Friday, June 21, 2024

It’s been a mild sargassum season so far for Riviera Maya beaches

The Riviera Maya tourism industry has been pleasantly surprised by the lower amounts of sargassum arriving on Mexico’s Caribbean beaches this year, but lingering high temperatures mean the battle isn’t over yet.

The first Level 2 sargassum alert of the season was issued by Mexico’s Navy (Semar) back in mid-April when a gigantic sargassum mass sighted weeks earlier seemed headed for Mexico’s shores. 

Bucket loader carries a load of sargassum steps away from a woman in a bathing suit standing in ankle-deep water on a Playa del Carmen beach with her phone in hand.
According to Tulum Hotel Association Director Carla Patricia Andrade Piedras, a big part of the equation in keeping Riviera Maya beaches sargassum free this year has been better-coordinated mitigation efforts than in the past. (Elizabeth Ruiz/Cuartoscuro)

However, coordinated mitigation efforts have staved off the worst of Mexico’s sargassum invasion, reported the newspaper La Jornada Maya.

Carla Patricia Andrade Piedras, the director of the Tulum Hotel Association (AHT), told La Jornada Maya late last month that cleanup, temporary storage and disposal efforts have been organized more effectively this season, keeping the area’s beaches white and its Caribbean waters turquoise blue.

Andrade said the AHT would continue cooperating with local, state and federal authorities to be prepared for the inevitable arrival of the floating brown algae as the summer progresses.

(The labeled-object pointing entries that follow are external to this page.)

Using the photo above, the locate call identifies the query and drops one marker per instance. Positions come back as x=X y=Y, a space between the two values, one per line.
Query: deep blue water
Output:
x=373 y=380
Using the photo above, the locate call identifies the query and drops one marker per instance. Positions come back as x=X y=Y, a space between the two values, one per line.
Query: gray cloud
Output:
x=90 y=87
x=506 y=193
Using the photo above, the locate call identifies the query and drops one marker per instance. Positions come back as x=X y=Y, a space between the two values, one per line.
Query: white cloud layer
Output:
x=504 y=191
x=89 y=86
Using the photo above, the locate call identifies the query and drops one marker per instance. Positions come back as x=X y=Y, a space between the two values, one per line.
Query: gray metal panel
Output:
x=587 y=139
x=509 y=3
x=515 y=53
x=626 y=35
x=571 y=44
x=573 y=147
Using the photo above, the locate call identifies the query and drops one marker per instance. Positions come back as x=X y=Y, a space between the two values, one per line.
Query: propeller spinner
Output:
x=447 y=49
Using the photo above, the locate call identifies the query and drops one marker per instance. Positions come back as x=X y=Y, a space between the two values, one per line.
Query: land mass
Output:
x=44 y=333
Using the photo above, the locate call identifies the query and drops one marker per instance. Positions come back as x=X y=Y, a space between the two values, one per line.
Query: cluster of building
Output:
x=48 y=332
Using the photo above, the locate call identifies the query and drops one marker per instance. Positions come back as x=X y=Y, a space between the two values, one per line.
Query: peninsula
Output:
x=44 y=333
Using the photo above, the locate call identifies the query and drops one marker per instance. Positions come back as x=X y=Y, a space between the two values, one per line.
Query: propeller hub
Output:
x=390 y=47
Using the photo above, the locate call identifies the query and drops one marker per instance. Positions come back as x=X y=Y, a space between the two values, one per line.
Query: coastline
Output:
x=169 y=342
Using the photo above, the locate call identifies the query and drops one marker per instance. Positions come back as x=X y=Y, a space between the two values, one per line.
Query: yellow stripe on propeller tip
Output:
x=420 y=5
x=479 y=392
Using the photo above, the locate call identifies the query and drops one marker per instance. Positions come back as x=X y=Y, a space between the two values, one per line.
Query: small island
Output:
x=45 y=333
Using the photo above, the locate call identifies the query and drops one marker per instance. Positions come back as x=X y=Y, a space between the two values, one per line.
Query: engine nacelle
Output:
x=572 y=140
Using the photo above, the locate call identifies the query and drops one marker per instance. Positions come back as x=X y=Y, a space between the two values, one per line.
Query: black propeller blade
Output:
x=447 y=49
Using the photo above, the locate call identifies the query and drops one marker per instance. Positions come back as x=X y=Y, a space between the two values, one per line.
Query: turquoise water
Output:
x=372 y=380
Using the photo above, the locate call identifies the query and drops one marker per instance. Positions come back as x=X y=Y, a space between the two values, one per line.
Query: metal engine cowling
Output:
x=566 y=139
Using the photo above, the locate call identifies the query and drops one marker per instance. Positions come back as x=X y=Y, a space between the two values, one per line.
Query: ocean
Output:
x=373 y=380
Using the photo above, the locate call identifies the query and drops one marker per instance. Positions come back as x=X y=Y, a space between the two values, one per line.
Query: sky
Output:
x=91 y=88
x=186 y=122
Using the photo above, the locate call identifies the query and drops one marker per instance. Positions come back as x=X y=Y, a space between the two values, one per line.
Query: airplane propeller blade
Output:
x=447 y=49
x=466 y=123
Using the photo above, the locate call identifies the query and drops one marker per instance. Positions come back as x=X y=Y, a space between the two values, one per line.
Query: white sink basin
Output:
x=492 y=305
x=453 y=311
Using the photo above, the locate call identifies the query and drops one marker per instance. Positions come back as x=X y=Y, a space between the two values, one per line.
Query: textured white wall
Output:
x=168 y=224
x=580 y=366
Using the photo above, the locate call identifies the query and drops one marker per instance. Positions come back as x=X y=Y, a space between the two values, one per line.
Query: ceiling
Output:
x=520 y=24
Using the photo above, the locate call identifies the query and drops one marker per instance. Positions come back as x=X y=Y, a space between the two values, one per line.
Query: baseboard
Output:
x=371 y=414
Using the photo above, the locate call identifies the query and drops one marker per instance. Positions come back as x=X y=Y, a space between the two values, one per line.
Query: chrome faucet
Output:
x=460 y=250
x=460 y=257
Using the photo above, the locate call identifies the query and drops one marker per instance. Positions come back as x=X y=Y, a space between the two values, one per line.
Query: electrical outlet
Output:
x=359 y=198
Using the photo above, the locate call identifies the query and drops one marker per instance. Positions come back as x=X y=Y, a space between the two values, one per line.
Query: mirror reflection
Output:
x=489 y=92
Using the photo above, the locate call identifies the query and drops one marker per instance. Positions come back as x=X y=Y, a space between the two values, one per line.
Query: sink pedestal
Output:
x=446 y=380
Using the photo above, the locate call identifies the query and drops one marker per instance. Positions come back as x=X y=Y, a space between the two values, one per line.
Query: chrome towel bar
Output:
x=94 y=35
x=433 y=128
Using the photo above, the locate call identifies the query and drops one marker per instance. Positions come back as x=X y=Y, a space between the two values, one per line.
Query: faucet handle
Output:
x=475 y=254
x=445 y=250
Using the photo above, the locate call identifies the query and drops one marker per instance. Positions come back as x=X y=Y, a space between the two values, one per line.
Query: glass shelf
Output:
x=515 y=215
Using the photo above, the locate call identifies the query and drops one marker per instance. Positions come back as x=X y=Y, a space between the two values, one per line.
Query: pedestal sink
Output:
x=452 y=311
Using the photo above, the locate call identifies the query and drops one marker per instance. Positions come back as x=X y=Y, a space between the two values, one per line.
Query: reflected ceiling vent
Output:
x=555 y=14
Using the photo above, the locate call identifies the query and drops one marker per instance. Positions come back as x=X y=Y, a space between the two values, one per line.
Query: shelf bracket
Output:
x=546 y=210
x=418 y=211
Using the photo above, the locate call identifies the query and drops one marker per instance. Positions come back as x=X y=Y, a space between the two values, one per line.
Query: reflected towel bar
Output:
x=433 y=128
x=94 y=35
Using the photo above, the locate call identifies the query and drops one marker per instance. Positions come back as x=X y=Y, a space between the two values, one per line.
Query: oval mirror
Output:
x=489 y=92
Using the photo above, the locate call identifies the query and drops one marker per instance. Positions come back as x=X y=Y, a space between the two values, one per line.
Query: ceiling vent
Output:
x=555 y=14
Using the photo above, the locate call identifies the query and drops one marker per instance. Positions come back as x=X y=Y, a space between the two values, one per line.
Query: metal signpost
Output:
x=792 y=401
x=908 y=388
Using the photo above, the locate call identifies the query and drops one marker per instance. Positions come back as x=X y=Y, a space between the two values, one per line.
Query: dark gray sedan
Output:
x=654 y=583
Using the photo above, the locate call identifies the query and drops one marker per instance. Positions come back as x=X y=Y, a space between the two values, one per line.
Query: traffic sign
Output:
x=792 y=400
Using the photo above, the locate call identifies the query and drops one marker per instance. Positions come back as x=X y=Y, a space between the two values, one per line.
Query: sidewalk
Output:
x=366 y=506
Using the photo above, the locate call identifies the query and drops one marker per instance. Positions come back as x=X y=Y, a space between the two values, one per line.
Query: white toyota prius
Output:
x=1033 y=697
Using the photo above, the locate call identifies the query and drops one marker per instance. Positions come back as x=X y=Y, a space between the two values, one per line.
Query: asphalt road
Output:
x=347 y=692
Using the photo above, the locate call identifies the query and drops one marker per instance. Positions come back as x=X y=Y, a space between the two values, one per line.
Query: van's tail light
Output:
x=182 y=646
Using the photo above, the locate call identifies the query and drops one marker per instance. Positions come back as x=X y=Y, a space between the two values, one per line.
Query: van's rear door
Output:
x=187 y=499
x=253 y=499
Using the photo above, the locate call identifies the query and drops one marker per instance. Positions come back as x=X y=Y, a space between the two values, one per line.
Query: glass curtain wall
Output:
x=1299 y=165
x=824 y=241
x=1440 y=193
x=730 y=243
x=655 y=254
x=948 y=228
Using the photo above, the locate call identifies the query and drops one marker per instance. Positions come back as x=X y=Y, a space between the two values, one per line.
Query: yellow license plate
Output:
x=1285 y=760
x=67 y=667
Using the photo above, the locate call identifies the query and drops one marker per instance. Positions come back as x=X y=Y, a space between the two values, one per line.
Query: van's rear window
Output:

The most recent update issued by the Quintana Roo Sargassum Monitoring System on May 17 indicated moderate-to-low amounts of sargassum along Riviera Maya beaches. 

On May 31, the newspaper Riviera Maya News reported that sargassum arrivals along Playa del Carmen beaches were down considerably. A week later, La Jornada Maya reported that sargassum collection in Tulum this year was 75% lower than during the same January–May period in 2023.

According to records kept by the Tulum offices of the federal Environmental Ministry, 646 tonnes of sargassum were collected from Tulum beaches during the first five months of 2024, significantly lower than the 2,448 tonnes gathered during the same period a year ago, good news for tourists seeking the beach hotspots of Caribbean Mexico.

Latest map showing sargassum levels on the Quintana Roo coast, including the Riviera Maya by the Sargassum Monitoring Network, dated May 17, 2024. It shows that levels of sargassum on the coast range from low, the second lowest level possible, to abundant, the second highest possible. The majority of beaches on the map are listed as at the low level.
Latest map showing sargassum levels on the Quintana Roo coast, including the Riviera Maya, by the Sargassum Monitoring Network. (Sargassum Monitoring Network)

Still, Sustainable Environment and Climate Change Minister Lourdes Várguez Ocampo, says the Riviera Maya can expect additional sargassum arrivals this season.

Várguez told Riviera Maya News that the amount of sargassum that arrives on shores is related to an increase in temperature and the maritime currents from the southeast Caribbean Sea and that both conditions were evident. 

However, Várguez was hopeful that the sargassum season would end early again this year, given that arrivals stopped in September last year.

Sargassum provides food, protection and habitat for many marine species but can adversely impact coastal ecosystems, tourism and public health when it reaches shorelines, a phenomenon known as an inundation event

Massive inundation events can form brown tides along the shore, smothering fauna and flora — including coral reefs.